STYLISHrestaurant: La Régalade Conservatoire/Paris/France
Marinated scallops, cod from Brittany with semolina and three caramelised figs – we’ll pay 37 euros for all these, in a restaurant belonging to the new Parisian concept of bistronomy. Modern interior and creative compositions of delicious food will guarantee an unforgettable experience.
La Régalade Conservatoire – was designed by the renowned architect Jean-Michel Wilmotte, who paid attention to the smallest detail.
The restaurant consist of three zones, the first one being the so-called “bistronomie”. The idea is to combine exquisite cuisine (France and Paris in particular are famous for their abundance of high-rated restaurants) and trendy bistro interior. The menu was composed by the chef Bruno Doucet, who learned his art from such masters as Pierre Gagnaire or Jean-Pierre Vigato. He offers a wide range of breakfasts, lunches and dinners.

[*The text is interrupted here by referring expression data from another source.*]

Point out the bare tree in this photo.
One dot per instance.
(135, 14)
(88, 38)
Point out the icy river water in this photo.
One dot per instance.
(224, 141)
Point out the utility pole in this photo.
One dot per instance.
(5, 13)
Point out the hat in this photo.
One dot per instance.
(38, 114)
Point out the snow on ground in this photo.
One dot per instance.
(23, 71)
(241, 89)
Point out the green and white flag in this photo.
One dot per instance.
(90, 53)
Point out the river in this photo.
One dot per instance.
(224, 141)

We happened to be just in time for Saturday lunch. There was a pleasant bustle – some clients revelled in conversation, food and wine, while others, newly arrived and elegant, took their seats by the tables. The waiters, as nimble as circus artists, meandered between the guests and took orders or served dishes.
How does the chef compose the menu? The rule is simple – 37 euros for a set consisting of starter, main course and dessert. No other options available. The dishes can be chosen from either the menu or the blackboard with seasonal offer.
We didn’t hesitate much over starters. There were many tempting possibilities such as the traditional French frog’s legs fried in butter with cress and mushrooms, creamy risotto with squid ink, prawns and baked ham, or carpaccio de dorada with coriander presto. However, we decided on marinated scallops. The marinade, as well as various herbs and the way of preparation, made them soft and unique in taste. Maciek ordered Greek salad, which turned out to exceed his fanciest expectations and only proved the chef’s creative approach to cooking. What the salad had in common with its traditional counterpart was feta cheese, but that’s it. I won’t reveal anything more except that carrot and mushrooms were essential.
For the main course I chose the dish of the day: fresh fish from Brittany with vegetables, served with lovely little flower petals. However, another fish from the French region is available as a regular option in the menu- cod with semolina, basil and cauliflower. As for the meat, our attention was caught by lamb and Burgundy-style beef cheeks with vegetables, but Maciek chose caramelized pork belly on cabbage. Delicious!
Time for dessert, that is the part I usually skip. After two dishes I find cheese too heavy, fresh fruit to banal and sweets to sweet. However, in La Régalade I discovered something which suited me perfect – delicately caramelised figs. Not too sweet, slightly fruity and originally served.
Another interesting dessert which found its way on our table was rice pudding (advertised as home-made) with caramel and a touch of vanilla. Not only was it mouth-watering, but also served in a clay pot with a wooden spoon.
However, La Régalade Conservatoire is something more than just a good place to eat. In another room there is a winery, where we can taste several dozen exquisite wines put on display in a glass cabinet. The third zone is a bar, where the sun shines through the glass rooftop in summer, while a fireplace gives cosy heat in winter. The number and variety of beverages can really make your eyes open wide.
It is very difficult to get a table in La Régalade Conservatoire without previous reservation, so make sure you take care of it while planning the trip.
The restaurant also organizes the upcoming New Year’s Eve.